Notably, the light between the two men on Syria exposes Pence’s superior fluency on such issues as a former 10-year member of the House Foreign Affairs Committee.
The awkwardness surfaced during the only vice presidential debate Monday when Pence was asked whether the U.S. has a responsibility to protect civilians caught in the bloody Syrian conflict. Where Trump has suggested safe zones for refugees, Pence offered details and nuance — and he addressed the prospect of a confrontation with Russia.
The U.S., Pence suggested, should protect the Syrian city of Aleppo, where aid agencies warn that a humanitarian disaster looms with the collapse of a short-lived cease-fire and stalled peace talks.
“I just have to tell you that the provocations by Russia need to be met with American strength,” he said. “And if Russia chooses to be involved and continue, I should say, to be involved in this barbaric attack on civilians in Aleppo, the United States of America should be prepared to use military force to strike military targets of the Assad regime to prevent them from this humanitarian crisis that is taking place in Aleppo.”
That’s a very different approach from Trump, who has said repeatedly, and as recently as May, that he opposed military intervention in the civil war in Syria, and instead wants to target Islamic State militants.
“I would have stayed out of Syria,” Trump told MSNBC, arguing that the U.S. “has bigger problems than Assad.”
Trump has argued that it makes no sense for the U.S. to be fighting both Islamic State militants as well as Assad, when Syria and IS are also at war.

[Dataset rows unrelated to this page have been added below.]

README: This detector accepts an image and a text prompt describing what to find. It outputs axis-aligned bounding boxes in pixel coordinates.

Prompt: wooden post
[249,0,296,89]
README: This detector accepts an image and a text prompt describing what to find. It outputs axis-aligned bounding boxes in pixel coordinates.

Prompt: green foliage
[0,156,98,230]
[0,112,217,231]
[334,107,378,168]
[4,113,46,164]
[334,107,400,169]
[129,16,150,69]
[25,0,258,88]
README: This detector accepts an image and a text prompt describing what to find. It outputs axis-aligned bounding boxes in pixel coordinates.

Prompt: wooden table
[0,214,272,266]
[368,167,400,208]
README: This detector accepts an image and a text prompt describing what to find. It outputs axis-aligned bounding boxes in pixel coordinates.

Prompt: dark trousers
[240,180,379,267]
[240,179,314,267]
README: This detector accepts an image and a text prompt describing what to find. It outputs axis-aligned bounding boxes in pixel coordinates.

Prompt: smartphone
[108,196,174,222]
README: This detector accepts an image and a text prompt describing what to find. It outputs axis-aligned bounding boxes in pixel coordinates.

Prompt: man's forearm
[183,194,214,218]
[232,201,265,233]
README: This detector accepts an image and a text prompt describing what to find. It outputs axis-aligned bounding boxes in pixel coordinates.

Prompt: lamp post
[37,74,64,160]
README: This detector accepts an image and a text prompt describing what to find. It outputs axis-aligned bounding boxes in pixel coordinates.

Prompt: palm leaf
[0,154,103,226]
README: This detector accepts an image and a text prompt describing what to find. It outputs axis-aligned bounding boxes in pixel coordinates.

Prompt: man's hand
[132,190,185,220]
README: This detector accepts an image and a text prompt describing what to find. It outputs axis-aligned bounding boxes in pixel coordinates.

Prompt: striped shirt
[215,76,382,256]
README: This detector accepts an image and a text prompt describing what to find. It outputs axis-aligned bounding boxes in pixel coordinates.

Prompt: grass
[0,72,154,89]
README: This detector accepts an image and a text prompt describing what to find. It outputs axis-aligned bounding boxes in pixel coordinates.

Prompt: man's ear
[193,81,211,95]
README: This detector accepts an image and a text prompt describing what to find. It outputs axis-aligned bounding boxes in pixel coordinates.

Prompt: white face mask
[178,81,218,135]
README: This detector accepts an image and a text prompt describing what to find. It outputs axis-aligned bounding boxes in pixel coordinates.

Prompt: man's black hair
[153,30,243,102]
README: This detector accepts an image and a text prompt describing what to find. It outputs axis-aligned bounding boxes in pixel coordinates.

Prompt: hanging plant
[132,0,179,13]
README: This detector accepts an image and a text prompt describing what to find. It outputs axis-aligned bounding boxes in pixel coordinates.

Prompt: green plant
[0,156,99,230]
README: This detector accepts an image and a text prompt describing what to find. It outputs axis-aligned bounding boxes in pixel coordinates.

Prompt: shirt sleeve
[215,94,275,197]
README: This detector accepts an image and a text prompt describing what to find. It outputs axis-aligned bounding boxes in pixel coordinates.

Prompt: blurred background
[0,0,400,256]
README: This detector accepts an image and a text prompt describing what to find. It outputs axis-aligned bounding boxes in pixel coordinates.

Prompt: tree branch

A broader intervention in Syria, beyond counterterrorist strikes, would be complicated. U.S. and European nations hold Assad’s government responsible for far more deaths than IS. There are also several al-Qaida splinter groups operating in Syria and they have various alliances with U.S.-backed rebels. Beyond Russia, Assad is receiving help from Iran and Hezbollah militants.

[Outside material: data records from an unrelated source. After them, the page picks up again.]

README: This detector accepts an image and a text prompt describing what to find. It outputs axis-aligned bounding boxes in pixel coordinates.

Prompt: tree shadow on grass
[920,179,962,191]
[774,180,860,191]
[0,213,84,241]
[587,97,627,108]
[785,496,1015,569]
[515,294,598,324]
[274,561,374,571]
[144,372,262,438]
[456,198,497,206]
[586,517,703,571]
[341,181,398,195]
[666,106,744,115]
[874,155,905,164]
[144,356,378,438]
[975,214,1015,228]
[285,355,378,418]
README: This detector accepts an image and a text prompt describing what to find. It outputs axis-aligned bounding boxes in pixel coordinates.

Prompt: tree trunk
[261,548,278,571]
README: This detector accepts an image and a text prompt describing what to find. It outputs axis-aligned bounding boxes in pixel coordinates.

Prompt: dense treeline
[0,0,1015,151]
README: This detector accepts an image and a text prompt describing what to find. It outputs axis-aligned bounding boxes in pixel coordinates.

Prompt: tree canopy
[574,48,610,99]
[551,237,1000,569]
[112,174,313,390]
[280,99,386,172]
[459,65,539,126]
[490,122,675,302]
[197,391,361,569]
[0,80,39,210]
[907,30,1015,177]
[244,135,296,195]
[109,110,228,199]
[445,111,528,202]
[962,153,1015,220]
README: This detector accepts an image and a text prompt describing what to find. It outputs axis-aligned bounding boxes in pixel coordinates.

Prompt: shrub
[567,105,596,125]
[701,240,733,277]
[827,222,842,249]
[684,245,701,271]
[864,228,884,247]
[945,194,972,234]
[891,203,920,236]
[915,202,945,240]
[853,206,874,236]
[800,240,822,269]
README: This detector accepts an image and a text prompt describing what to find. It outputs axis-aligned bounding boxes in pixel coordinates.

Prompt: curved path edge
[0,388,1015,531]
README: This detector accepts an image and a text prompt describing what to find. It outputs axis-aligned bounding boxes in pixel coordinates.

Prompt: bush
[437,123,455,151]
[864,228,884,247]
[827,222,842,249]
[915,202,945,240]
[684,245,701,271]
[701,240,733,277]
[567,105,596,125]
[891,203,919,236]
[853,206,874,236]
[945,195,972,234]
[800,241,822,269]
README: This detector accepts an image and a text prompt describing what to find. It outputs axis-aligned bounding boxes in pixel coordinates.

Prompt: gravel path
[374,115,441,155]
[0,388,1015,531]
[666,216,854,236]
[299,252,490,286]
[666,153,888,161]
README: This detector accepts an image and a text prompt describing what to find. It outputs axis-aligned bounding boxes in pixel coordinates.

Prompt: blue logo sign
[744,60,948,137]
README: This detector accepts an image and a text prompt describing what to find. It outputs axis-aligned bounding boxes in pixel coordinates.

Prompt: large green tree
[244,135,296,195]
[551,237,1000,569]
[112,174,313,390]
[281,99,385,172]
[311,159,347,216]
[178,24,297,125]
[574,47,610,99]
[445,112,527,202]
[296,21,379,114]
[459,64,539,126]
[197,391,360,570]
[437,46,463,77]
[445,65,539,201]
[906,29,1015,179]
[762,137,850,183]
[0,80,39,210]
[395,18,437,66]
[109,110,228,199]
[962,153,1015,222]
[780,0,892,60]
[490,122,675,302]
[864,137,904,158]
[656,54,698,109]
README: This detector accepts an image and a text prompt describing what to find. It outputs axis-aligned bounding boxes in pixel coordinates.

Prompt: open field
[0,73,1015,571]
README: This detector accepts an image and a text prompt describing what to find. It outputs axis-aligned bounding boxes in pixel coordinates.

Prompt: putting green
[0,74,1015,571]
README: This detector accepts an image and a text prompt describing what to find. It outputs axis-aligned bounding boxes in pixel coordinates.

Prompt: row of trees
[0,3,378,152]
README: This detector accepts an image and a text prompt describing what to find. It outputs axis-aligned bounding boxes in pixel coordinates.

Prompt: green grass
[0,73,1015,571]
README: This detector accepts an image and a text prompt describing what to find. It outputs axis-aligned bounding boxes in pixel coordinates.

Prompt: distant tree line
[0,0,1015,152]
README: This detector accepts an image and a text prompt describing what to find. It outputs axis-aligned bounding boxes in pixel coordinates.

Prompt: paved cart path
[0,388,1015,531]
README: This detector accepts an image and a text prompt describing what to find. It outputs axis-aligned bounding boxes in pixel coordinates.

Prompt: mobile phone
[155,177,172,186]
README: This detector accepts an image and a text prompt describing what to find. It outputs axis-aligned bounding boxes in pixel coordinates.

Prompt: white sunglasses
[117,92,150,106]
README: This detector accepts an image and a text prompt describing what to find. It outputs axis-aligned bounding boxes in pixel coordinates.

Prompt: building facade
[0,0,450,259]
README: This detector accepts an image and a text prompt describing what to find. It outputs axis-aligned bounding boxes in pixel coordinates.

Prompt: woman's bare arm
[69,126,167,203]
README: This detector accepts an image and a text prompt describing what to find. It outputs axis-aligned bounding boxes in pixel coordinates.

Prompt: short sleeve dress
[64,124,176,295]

Trump has also advocated working more closely with Russia to take on the Islamic State group.
Pence, who consistently took a much tougher tone toward Russia than Trump during the debate, sought to minimize the differences in interviews Thursday.

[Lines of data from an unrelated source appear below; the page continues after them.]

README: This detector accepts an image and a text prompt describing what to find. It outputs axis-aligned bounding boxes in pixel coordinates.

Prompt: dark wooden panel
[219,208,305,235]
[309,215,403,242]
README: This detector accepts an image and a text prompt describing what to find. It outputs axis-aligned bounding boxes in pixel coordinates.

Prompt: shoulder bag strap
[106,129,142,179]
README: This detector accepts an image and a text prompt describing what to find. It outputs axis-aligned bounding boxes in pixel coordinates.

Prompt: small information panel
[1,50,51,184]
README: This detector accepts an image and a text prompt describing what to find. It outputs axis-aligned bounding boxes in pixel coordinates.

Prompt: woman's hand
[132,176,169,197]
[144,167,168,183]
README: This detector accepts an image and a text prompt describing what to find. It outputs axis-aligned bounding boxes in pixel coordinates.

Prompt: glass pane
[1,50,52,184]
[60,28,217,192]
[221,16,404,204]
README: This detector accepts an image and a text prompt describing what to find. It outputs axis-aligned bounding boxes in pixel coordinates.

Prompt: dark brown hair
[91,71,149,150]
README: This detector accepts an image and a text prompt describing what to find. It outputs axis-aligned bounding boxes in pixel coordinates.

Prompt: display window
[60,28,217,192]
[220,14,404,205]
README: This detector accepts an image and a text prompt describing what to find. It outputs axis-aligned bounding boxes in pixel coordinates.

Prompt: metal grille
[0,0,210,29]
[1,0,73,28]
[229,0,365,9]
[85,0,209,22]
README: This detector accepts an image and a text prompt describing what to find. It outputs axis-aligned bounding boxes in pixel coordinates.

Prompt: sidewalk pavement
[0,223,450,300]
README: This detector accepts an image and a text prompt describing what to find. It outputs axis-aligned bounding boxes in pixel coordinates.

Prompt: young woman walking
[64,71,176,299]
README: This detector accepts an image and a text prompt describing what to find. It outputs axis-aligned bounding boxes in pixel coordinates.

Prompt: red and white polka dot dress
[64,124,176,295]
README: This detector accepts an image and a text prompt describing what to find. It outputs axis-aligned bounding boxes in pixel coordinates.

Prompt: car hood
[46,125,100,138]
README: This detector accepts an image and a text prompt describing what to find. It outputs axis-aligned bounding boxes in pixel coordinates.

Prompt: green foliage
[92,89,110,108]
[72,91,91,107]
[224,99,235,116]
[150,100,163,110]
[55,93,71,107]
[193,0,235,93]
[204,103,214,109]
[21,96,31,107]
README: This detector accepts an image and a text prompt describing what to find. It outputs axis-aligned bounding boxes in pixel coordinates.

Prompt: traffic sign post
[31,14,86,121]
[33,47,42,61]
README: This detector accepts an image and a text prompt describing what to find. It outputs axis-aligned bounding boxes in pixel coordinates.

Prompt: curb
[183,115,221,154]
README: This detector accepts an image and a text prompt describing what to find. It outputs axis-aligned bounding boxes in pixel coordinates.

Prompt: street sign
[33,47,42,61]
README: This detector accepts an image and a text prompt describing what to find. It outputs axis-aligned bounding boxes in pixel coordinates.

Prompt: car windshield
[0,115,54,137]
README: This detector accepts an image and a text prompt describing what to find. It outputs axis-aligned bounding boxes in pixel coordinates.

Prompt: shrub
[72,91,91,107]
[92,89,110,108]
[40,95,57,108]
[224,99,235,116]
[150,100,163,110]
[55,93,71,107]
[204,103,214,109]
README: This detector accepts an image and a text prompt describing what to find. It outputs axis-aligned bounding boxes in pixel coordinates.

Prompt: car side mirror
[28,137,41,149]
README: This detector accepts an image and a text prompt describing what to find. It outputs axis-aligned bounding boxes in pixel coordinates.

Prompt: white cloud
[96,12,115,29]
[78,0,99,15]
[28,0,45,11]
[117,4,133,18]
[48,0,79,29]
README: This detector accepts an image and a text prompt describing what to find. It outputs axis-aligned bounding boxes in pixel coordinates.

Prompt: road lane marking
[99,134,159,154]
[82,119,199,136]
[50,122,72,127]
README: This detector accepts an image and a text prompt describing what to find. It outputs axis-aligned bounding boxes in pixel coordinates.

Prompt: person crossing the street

“There’s absolute agreement (that) we have to establish safe zones for people to be able to get out of harm’s way in Aleppo,” he said.
“And if you don’t back that up with military resources and our allies in the region, then you really can’t guarantee that,” Pence said later Thursday during an MSNBC interview. “Whether that’s … a no-fly zone or whether you go beyond that with military force, I think that would have to be a real-time decision made by our commander in chief.”
President Barack Obama and then-Secretary of State Hillary Clinton, now the Democratic presidential nominee, urged Assad to step aside early in the uprising in 2011. But the administration put little effort into influencing Assad and has pivoted more toward striking Islamic State targets in Iraq and Syria.
Trump has said he supports military action against IS, already being conducted by the Obama administration.
The clarification was just one of several Pence has been forced to offer in recent days as he seeks to defend a candidate who can come across as imprecise, and has taking numerous, sometimes contradictory positions on a number of issues over the course of the campaign.
Pence also insisted Thursday that Trump no longer calls for a “total and complete” ban on foreign Muslims entering the United States, as Trump had proposed last year.
“It’s not Donald Trump’s position now,” Pence told CNN, insisting that Trump has made clear “we’re going to suspend immigration from countries compromised by terrorism.”
Trump has yet to personally disavow his original all-Muslim ban and his campaign website still features the proposal.